The book's thesis is hard to dispute. The enemy was "war
itself, the ultimate breakdown of the precarious structure of human
life." Everything is seen through the lense of direct experience,
makes it highly personal and gives it psychological intensity. The
symbolisms are distinctly Japanese and yet universal.
The recurrent
themes and symbols are MEMORY and FALSE RECOLLECTIONS. The NOBI (original
title) "denote the continuation of normal, human life."

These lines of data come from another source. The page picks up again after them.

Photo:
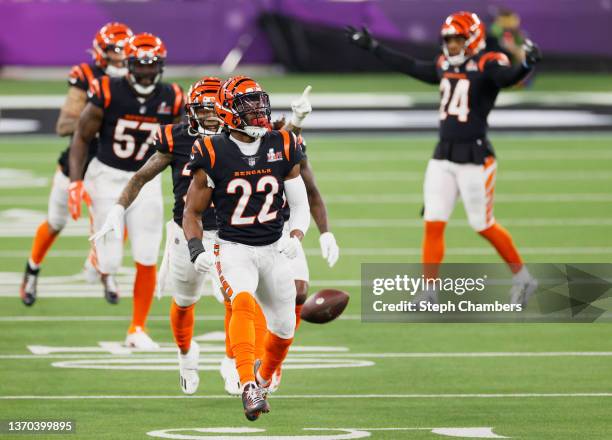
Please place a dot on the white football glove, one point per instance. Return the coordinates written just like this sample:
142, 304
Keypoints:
301, 108
113, 223
289, 246
204, 261
329, 248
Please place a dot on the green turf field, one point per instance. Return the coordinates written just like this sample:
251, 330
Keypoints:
338, 83
532, 381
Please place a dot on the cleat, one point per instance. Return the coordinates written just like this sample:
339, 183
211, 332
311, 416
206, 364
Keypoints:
254, 401
111, 291
140, 340
188, 369
522, 291
27, 291
275, 381
90, 274
230, 376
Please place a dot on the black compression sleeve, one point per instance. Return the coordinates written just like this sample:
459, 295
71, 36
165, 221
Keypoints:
421, 70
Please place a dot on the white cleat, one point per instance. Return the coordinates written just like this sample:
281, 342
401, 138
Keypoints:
230, 376
522, 291
90, 274
140, 340
188, 369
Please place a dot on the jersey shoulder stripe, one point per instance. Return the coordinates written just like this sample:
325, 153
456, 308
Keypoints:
105, 80
178, 99
211, 150
169, 138
500, 57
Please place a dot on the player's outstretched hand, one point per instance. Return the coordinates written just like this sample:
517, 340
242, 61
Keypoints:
329, 248
113, 223
361, 38
533, 54
289, 246
204, 261
76, 195
301, 108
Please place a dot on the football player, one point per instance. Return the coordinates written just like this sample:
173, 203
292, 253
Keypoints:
463, 163
126, 113
173, 148
108, 59
245, 172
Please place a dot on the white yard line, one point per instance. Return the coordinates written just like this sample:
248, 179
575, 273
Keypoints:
319, 396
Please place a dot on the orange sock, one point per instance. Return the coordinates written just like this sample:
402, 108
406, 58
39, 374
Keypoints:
181, 321
144, 288
502, 241
298, 317
276, 351
433, 248
228, 316
44, 238
242, 335
261, 329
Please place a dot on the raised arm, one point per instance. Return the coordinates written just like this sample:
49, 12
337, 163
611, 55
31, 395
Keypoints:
70, 111
422, 70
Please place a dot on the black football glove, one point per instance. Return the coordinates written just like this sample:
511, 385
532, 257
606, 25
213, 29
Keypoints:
533, 54
362, 39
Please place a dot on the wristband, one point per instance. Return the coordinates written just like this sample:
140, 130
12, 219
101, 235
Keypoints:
195, 248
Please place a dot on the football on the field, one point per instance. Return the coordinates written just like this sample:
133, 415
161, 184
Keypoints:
324, 306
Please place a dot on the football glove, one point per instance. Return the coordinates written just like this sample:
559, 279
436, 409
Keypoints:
77, 195
113, 223
329, 248
533, 54
362, 39
301, 108
204, 261
289, 246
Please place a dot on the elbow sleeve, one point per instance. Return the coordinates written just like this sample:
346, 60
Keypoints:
297, 198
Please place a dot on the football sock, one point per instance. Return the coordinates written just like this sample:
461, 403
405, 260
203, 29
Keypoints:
43, 239
144, 288
228, 317
261, 329
501, 240
181, 321
433, 248
298, 317
242, 335
276, 351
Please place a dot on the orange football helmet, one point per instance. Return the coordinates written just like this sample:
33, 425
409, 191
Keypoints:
203, 94
110, 38
242, 105
146, 55
467, 25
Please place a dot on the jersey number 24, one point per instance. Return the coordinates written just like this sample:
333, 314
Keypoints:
454, 102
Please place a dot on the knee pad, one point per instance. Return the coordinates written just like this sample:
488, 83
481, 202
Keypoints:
301, 288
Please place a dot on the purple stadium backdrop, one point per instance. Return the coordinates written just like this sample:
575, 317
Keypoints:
58, 32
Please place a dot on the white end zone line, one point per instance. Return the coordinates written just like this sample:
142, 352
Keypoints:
324, 396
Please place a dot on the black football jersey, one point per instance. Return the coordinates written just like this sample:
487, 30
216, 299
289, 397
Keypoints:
176, 140
81, 76
130, 121
467, 95
248, 190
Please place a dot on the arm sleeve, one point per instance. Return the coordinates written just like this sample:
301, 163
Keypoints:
161, 139
297, 198
422, 70
497, 67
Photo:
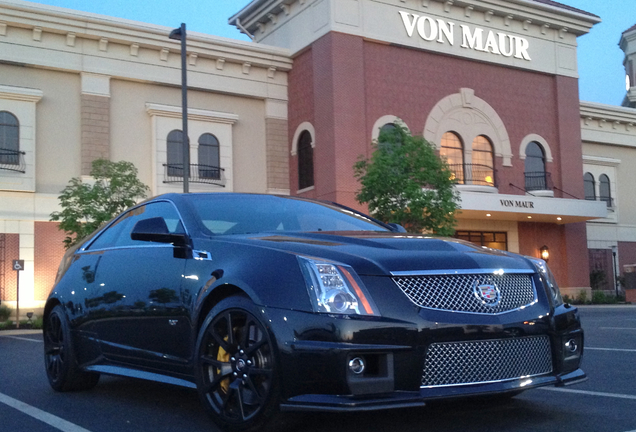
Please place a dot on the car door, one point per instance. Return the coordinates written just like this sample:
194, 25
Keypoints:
137, 307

They are also symbols of life's continuity, of danger, fear, and death
itself."
On another level,
it is a highly moral work. The morality lies in Tamura's "persistent
effort to avoid total degradation, to retain a grip, however, tenous,
on human dignity."
The translation
is excellent. It is crisply written. On the negative side, it has
a prolix introduction.The introduction, while it lays the background,
may exhaust some readers, before he gets into the core ideas. This
reviewer, found NOBI (fFIRES ON THE PLAIN) riveting. He has read it
so many times over. He keeps it as a valued book in his collection.